A Operação Lama Asfáltica, da Polícia Federal, já conta com seis anos e ainda segue em andamento. Na prática, as suspeitas de desvio de mais de R$ 400 milhões dos cofres estaduais na gestão de André Puccinelli (MDB) já estariam encerradas na 3ª fase. O emedebista foi preso após a deflagração da Operação Papiros de Lama, em novembro de 2017, mais de dois anos após do início da investigação. “Os prazos prescricionais ficaram diminuídos, já que contam da prática do fato”, lamenta o magistrado.
“Na indisponibilidade de bens, o juiz precisa avaliar requisitos que antes não existiam (probabilidade do direito e perigo com a demora da ação)”, observa. “Os juízes não podem bloquear dinheiro enquanto não bloquearem automóveis ou imóveis e, mesmo assim, até 40 salários mínimos não se pode bloquear”, explica.
“Se o promotor de justiça descrever fatos bem direitinho, mas errar na capitulação legal (errar o artigo da lei cabível), mesmo que o juiz se convença de que os fatos são ímprobos e graves deve julgar improcedente a ação. Isto é um absurdo, porque a defesa se defende dos fatos. O direito cabe ao juiz aplicar”, lamenta Gomes Filho.
“Se a defesa pedir qualquer tipo de prova, o juiz precisa produzir aquela prova. Se algum réu quiser ouvir o presidente da República como testemunha, o juiz vai ter que tentar ouvi-lo!

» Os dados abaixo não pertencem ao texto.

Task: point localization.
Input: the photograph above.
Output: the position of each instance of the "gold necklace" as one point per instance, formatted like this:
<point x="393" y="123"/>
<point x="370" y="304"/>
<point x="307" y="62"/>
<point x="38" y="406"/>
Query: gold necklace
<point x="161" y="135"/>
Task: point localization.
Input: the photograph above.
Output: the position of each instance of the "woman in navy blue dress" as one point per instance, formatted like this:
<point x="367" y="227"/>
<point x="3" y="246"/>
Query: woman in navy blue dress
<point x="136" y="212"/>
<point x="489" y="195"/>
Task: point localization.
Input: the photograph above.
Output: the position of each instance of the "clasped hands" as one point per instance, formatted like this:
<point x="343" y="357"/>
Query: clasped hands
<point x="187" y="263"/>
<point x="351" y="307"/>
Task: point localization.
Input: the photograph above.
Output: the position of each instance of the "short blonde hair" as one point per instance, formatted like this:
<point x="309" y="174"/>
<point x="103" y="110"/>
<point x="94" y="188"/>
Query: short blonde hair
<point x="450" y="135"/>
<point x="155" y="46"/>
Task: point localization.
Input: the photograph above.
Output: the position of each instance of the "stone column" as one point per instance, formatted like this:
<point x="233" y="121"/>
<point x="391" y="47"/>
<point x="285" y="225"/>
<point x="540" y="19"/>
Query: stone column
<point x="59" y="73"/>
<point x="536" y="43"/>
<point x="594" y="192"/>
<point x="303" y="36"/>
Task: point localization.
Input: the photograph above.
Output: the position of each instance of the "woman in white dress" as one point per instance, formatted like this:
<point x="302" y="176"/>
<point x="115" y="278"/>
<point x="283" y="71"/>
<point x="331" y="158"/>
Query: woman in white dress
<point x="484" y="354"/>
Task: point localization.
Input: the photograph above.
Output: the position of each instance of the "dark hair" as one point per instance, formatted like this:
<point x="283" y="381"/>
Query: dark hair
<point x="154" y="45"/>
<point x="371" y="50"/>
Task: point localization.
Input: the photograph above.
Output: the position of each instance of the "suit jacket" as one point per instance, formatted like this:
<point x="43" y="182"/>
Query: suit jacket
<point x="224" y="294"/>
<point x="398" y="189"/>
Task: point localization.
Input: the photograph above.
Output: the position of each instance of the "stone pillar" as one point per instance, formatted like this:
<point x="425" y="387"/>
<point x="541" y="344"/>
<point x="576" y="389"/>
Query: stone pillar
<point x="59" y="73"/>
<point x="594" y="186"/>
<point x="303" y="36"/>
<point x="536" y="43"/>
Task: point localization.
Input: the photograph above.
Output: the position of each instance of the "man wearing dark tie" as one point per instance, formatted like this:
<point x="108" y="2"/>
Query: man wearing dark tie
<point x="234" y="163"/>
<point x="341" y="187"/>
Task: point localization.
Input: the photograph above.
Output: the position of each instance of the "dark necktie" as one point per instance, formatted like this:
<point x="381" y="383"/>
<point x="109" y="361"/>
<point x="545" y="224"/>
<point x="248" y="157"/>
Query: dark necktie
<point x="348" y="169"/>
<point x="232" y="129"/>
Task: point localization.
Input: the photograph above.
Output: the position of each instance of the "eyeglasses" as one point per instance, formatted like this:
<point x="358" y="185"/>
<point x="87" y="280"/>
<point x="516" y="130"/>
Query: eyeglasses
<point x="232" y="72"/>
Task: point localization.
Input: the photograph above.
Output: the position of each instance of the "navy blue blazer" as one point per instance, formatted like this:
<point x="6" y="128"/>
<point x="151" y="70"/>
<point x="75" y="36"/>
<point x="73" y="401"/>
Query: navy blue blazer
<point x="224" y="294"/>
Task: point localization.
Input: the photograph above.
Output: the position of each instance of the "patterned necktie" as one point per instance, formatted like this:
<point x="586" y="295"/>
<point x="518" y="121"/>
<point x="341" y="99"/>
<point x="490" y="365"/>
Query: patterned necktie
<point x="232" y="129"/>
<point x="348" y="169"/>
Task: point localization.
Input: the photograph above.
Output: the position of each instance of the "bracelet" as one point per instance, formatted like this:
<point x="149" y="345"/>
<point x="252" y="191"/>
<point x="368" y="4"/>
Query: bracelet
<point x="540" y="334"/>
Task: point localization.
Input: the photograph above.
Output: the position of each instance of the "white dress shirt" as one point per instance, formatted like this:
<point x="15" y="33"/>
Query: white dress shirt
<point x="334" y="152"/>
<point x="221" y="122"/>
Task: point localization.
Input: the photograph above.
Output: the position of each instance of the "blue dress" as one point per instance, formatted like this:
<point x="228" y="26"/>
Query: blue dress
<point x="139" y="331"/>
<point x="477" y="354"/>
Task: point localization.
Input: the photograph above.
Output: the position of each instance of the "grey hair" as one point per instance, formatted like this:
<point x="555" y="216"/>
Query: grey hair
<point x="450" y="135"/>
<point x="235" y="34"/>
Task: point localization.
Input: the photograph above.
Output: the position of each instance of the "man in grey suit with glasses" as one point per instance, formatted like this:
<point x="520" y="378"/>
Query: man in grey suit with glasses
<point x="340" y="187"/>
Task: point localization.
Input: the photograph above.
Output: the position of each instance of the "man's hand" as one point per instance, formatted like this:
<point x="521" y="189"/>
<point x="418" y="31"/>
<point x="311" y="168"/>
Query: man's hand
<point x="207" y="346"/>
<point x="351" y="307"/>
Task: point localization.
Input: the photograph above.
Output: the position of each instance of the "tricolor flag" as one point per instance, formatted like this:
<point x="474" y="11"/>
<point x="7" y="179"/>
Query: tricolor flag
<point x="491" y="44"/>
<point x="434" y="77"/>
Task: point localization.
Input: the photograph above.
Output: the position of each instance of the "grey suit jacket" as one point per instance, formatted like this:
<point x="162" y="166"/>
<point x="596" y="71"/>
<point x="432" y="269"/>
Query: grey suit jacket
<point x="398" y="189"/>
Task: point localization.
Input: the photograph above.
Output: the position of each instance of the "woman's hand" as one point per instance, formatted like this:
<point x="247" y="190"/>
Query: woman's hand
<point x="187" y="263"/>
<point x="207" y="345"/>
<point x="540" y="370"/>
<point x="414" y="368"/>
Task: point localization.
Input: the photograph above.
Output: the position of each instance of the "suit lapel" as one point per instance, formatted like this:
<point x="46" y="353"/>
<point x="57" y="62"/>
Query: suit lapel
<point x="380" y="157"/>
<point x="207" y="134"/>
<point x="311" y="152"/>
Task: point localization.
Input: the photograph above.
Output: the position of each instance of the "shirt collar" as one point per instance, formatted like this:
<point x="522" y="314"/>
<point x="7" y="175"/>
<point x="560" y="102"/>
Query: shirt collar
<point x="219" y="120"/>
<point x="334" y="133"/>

Se a defesa arrolar uma testemunha no Japão, o juiz vai ter que tentar ouvi-la”, destaca, citando trechos em que os réus poderão recorrer para inviabilizar a denúncia e evitar a condenação.
“Existem outras coisas, mas é evidente que a lei, do jeito que ficou, é inconstitucional porque retrocede a conquistas já sedimentadas em favor do interesse público”, aposta o juiz. “Espera-se que o STF declare estas inconstitucionalidades e é certo que os juízes e os Tribunais se esforçarão em reequilibrar os absurdos colocados na lei para que ela fique harmonizada com o conjunto do ordenamento”, aposta. “O problema é que isto vai exigir mais tempo, paciência, resiliência e foco de todos os operadores do direito que desejam um país justo e próspero”, conclui.
“É difícil fazer uma análise pontual de cada caso agora, mas a lei é um retrocesso, prazo sumaríssimo para investigações complexas, prescrições e outras… O estrago será grande”, acredita o promotor do Patrimônio Público. “(É) um duro golpe no combate à corrupção”, lamenta.